Des rapports disant que l’administration Bush prévoit de lancer une frappe aérienne contre l’Iran dans les deux prochains mois ont encore été présentés le 28 mai dernier sur Asia Times On-Line.

Selon l’article, deux poids lourds du Sénat américain ont parlé de l’attaque : Dianne Feinstein, démocrate de Californie, et Richard Lugar, républicain de l’Indiana, prévoient en effet de parler en public de leur opposition à ces plans.

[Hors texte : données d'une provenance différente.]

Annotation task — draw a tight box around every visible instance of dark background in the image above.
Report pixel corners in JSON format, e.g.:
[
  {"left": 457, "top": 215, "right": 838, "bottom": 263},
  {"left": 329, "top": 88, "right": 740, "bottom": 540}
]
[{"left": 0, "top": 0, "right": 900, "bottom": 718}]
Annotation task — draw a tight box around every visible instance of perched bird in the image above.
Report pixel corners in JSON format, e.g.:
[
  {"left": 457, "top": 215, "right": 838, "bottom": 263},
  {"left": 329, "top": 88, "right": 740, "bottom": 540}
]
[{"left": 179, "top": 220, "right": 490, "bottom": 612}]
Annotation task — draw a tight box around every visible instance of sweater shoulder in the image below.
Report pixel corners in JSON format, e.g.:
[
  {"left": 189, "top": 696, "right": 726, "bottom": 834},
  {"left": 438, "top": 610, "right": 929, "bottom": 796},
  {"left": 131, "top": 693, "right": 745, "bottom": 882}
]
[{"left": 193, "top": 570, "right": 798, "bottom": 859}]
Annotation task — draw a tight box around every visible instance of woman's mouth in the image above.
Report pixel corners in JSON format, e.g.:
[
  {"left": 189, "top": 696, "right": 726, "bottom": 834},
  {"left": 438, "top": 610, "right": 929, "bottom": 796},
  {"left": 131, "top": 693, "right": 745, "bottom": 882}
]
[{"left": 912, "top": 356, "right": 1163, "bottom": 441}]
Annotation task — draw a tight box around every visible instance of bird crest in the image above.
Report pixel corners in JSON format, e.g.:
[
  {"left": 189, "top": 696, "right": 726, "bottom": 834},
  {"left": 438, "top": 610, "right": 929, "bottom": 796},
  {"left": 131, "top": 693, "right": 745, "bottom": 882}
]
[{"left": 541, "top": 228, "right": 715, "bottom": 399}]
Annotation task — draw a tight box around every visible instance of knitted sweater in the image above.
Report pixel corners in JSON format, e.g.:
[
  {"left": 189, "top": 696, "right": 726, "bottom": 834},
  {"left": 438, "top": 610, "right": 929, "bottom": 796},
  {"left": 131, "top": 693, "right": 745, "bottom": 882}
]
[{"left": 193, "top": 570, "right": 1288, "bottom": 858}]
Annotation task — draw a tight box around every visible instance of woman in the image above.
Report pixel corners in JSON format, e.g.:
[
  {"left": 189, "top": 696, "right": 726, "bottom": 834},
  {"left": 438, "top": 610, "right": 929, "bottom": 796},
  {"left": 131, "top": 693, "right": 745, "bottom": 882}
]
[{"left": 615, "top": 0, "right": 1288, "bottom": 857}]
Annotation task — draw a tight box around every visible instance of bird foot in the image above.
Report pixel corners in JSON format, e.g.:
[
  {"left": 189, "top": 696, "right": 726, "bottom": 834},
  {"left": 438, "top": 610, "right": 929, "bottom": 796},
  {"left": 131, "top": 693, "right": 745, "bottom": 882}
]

Mais leur éditorial censé paraître dans le New York Times se fait toujours attendre.

Pendant ce temps, l’ancien ministre allemand des Affaires étrangères, Joschka Fischer écrivait dans le quotidien israélien Haaretz du 1er juin que Bush et Olmert semblent avoir l’intention de mettre un terme au programme nucléaire iranien « par des moyens militaires plutôt que diplomatiques ». Fischer craint que le Moyen-Orient ne dérive vers un nouveau et dangereux conflit militaire.

Le droit de l’Iran à l’énergie nucléaire

L’envoyé de l’Iran aux Nations unies, Mohammad Khazaee, a introduit une protestation auprès du secrétaire général Ban Ki-moon et du Conseil de sécurité à propos des menaces israéliennes. Khazaee insistait sur le fait qu’une menace aussi dangereuse contre un État souverain et membre des Nations unies constituait une violation des lois internationales, qu’elle contrevenait aux principes les plus fondamentaux de la Charte des Nations unies et qu’elle requérait une réponse résolue et claire, particulièrement de la part du Conseil de sécurité.

L’Iran a le droit, conformément aux lois internationales, de développer un programme d’énergie nucléaire. Il est signataire du traité de non-prolifération des armes nucléaires. L’Agence internationale de l’énergie atomique a inspecté à de nombreuses reprises les installations nucléaires de l’Iran.

Israël, toutefois, n’a jamais signé le Traité de non-prolifération. Il a refusé les moindres contrôles de son programme bien connu d’armements nucléaires, qui comporte plus de 200 ogives nucléaires.

Le gouvernement américain a développé toute une nouvelle génération d’armes nucléaires tactiques qui violent également les accords et traités visant à limiter et à restreindre les armes nucléaires.

Aujourd’hui, la classe dirigeante américaine comprend dans une panique croissante qu’elle ne contrôle pas les événements. Ce sont les événements qui la contrôlent – depuis la crise économique qui va en s’aggravant et échappe à toute solution jusqu’à une guerre dans laquelle la victoire est impossible. Ceci tend à rendre ces prédateurs planétaires de plus en plus désespérés, en proie à des divisions et disposés à des aventures militaires encore plus désespérées.

La seule véritable opposition au danger croissant d’une nouvelle guerre viendra des simples citoyens et non du monde politique. De telles forces, considérées sur une base mondiale, doivent prendre très au sérieux cette poussée vers la guerre et elles doivent commencer à mobiliser.